In soli 90 giorni di apertura sono stati staccati ben 250.000 biglietti, testimoniando un’attrazione magnetica che ha generato un flusso continuo e appassionato di oltre 200.000 ingressi effettivi, moltissimi provenienti da fuori Roma.
Un pubblico eterogeneo che non si è limitato a osservare, ma ha desiderato comprendere a fondo i contenuti proposti: questo desiderio di conoscenza è stato infatti soddisfatto attraverso più di 2.000 visite guidate, andate costantemente esaurite. L’esposizione si è inoltre confermata un punto di riferimento fondamentale per la didattica e rivolta alle nuove generazioni, accogliendo scuole e famiglie con ben 300 laboratori didattici capaci di coniugare apprendimento e coinvolgimento emotivo.
“Siamo commossi e orgogliosi di fronte a questi risultati straordinari,” ha dichiarato Fabio Tagliaferri, Presidente e AD di Ales S.p.A “Vedere un flusso così ininterrotto di visitatori ci conferma che la qualità dell’offerta culturale è stata percepita e premiata.
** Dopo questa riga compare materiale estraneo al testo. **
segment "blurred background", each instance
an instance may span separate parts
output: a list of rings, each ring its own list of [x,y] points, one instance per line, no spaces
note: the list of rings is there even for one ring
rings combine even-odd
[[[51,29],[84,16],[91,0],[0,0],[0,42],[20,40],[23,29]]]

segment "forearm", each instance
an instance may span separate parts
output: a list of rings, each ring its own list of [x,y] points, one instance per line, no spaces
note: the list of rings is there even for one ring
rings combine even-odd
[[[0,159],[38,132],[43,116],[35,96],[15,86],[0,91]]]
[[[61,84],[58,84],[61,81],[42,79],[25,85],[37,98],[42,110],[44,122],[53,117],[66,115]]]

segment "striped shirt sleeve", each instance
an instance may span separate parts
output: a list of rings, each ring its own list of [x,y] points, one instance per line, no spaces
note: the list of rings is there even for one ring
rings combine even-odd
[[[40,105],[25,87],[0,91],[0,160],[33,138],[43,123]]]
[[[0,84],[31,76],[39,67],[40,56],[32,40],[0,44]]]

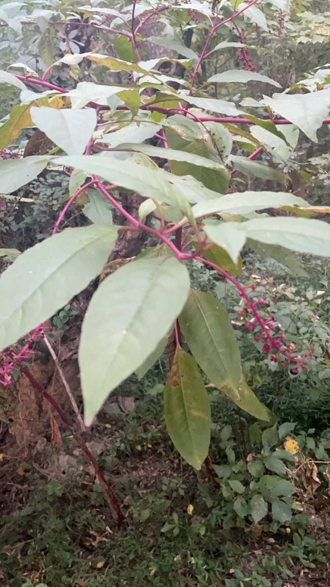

Non potevamo ignorare le migliaia di richieste di chi ancora desidera vivere questa esperienza. La proroga è il nostro più sentito ringraziamento al pubblico”.
Fino al prossimo 14 giugno, turisti e residenti potranno così scoprire l’eredità straordinaria di una civiltà che continua ad esercitare un potente fascino sul mondo contemporaneo.